# Main Run 2024-3-1 (Discarded)
* 2024-3-1
* Start the training.
* The version is v0.7.0.
* learning rate = 0.005
* batch size = 256
* The network size is 6bx96c.
</br>
* 2024-3-5
* Played 320k games.
* Accumulate around $5.412 \times 10^{7}$ 20bx256c eval queries.
* The strengh is better than Leela Zero with [071](https://zero.sjeng.org/networks/257aeeb863dc51bfc598838361225459257377a4b2c9abd3e1ac6cdba1fcc88f.gz) weights. Elo different is +106.

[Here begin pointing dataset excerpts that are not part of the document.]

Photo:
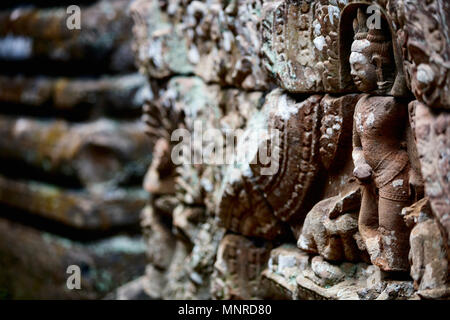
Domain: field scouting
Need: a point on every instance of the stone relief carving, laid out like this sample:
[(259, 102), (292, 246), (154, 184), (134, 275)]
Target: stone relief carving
[(357, 157)]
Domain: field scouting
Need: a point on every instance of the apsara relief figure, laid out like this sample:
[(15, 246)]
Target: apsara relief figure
[(379, 149)]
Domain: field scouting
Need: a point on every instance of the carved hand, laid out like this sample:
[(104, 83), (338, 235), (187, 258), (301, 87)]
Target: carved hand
[(363, 172)]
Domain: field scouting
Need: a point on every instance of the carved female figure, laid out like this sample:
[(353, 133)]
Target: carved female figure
[(379, 149)]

* Sayuri: ```-w current_weights -t 1 -b 1 -p 400 --lcb-reduction 0 --score-utility-factor 0.1 --cpuct-init 0.5 --use-optimistic-policy --random-moves-factor 0.1 --random-moves-temp 0.8```
* Leela Zero: ```-w 071.gz --noponder -v 400 -g -t 1 -b 1 --timemanage off --randomcnt 30 --randomtemp 0.8```
* Game result (played 400 games with Leela Zero):
```
Name black won white won total (win-rate)
Sayrui v0.7.0 141 118 259 (64.75%)
Leela Zero 0.17 82 59 141 (35.25%)
```
</br>
* 2024-3-7
* Played 465k games.
* Accumulate around $1.124 \times 10^{8}$ 20bx256c eval queries.
* The strengh is better than Leela Zero with [091](https://zero.sjeng.org/networks/b3b00c6d75b4e74946a97b88949307c9eae2355a88f518ebf770c7758f90e357.gz) weights. Elo different is +51.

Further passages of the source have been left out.